THE long: I was in the bookshop looking for gifts. I happened along the SF/F aisle, where I saw Unseemly Science by Rod Duncan. It caught my eye because it was face-out on the shelf rather than edge-out and so I saw the cover, and was intrigued.

They say not to judge a book by its cover. What a crock that is. You can’t HELP but be fascinated by a good cover. I’ve lost count of the number of books I’ve bought for no other reason than they had bloody good cover art. The Chronicles of Thomas Covenant, for example, and John Varley’s Titan, Wizard, and Demon (aka The Gaian Trilogy).

But I digress. I saw this book. I was interested—but I didn’t buy it, because I was looking for gifts for other people, not for me.

Then my wife said I should have picked out something nice for myself, too. So I went back and grabbed it and gave it to her. And then, Christmas evening, I unwrapped this package, and there was Unseemly Science.

I opened it eagerly . . . and found that it was the second book in a series. Shit. I really wanted to read it. But I didn’t want to read it until I’d read the first book.

Long story shortened: Next day, went back the bookshop. Bought The Bullet-Catcher’s Daughter (the first book in the series). Went home. Started reading. Today (that is, the day after starting it), finished it.

And DAMN it’s a good read. The only reason I didn’t read it in a single day was that I was busy the first evening and had to put it down.

So, the gist. Elizabeth Barnabus lives a double life—her alternate persona being that of her fictional brother, a private investigator. Why the double identity? I think I can say without it being a spoiler, because it’s revealed in the first couple of pages anyway. You see, Elizabeth lives in an alternate Britain in which women aren’t permitted to own property or manage businesses, so to be able to work as an investigator she needs to be able to disguise herself as a man. (That’s a simplification; Duncan has built an intricate world in which Britain is cut in two, the north and the south being very different places. But I can’t say much more on that without introducing spoilers, so I’ll leave it there.)

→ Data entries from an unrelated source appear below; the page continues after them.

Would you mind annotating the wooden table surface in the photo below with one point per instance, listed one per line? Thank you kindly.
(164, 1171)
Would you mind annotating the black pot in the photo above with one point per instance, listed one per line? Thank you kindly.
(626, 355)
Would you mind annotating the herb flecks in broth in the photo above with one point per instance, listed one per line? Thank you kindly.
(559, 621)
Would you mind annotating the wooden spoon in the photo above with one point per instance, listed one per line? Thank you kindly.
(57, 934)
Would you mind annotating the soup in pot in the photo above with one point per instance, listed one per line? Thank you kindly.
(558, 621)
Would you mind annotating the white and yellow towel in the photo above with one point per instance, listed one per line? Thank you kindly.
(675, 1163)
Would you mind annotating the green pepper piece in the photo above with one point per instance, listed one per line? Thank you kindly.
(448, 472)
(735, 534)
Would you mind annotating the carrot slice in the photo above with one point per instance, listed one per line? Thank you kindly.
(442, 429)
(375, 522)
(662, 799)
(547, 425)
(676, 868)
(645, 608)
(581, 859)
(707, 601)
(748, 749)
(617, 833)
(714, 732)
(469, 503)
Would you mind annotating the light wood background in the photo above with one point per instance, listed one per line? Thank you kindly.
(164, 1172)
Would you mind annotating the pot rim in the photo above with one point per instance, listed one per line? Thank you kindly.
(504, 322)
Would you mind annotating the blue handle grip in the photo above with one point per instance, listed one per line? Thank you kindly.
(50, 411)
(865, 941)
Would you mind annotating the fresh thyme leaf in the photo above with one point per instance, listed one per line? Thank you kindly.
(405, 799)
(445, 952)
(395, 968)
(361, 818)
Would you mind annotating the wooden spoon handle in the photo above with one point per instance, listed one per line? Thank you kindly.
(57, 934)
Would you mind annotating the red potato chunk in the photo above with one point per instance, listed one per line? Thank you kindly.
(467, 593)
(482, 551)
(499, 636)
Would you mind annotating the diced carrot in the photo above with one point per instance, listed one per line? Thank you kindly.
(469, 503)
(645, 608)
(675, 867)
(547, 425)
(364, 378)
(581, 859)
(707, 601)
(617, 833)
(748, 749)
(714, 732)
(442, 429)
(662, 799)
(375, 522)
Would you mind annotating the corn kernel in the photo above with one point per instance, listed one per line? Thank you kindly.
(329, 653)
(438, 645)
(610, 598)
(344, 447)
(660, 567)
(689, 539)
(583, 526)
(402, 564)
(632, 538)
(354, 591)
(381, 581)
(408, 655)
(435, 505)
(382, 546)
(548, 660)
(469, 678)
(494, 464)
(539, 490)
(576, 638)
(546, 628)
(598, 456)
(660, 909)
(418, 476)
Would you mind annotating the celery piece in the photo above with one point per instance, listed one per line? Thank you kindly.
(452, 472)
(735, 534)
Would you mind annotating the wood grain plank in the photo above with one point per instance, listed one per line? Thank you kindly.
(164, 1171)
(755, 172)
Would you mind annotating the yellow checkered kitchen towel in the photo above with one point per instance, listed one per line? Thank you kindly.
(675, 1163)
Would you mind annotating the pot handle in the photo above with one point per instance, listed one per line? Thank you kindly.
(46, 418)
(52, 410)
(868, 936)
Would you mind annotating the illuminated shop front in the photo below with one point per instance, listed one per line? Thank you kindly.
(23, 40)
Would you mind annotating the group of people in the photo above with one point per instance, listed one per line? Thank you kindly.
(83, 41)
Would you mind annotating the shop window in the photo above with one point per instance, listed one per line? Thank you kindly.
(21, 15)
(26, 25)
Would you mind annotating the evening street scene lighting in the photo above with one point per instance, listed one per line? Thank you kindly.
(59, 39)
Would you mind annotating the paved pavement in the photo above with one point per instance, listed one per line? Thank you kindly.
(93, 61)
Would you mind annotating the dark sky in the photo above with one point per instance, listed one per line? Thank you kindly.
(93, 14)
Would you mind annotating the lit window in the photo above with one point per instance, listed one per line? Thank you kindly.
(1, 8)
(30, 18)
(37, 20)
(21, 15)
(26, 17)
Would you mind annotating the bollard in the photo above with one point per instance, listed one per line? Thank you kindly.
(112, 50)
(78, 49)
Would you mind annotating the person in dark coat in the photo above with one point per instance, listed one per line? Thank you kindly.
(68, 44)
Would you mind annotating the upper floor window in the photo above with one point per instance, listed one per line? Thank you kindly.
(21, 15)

As to the story itself . . . Elizabeth is commissioned to find the missing brother of a duchess. Along his trail she finds murder and betrayal, is chased by the dreaded Patent Office, and even joins a circus. No-one is who they seem. The story twists and turns like a maze of alleys on a foggy London night. And the atmosphere of the story is to match—the settings are dark, dank, almost Victorian. (Is it Victorian? There are a good number of clues that say not—but I don’t want to give anything away.) It would make an excellent movie, I might add. I couldn’t put it down; I’ve been stretched out on the sofa most of the day, reading. A very satisfying read, indeed.

Is it steampunk? I’d say so. There are purists out there who might disagree—but at the end of the day, purist definitions are meaningless. If the readers say it’s steampunk, then it’s steampunk. (I mention this because I’ve read comments from some people saying that Cherie Priest’s Boneshaker and its sequels aren’t steampunk because they’re set in America and not England. I say they’re wrong. Purists can go way too far sometimes.)

So now I’ve finished The Bullet-Catcher’s Daughter, I’ll be starting into Unseemly Science just as soon as I can (i.e. later this evening). Note that the third book in the series, The Custodian of Marvels, will be on bookshelves on February 2. I for one am going to be having a hard time waiting for it.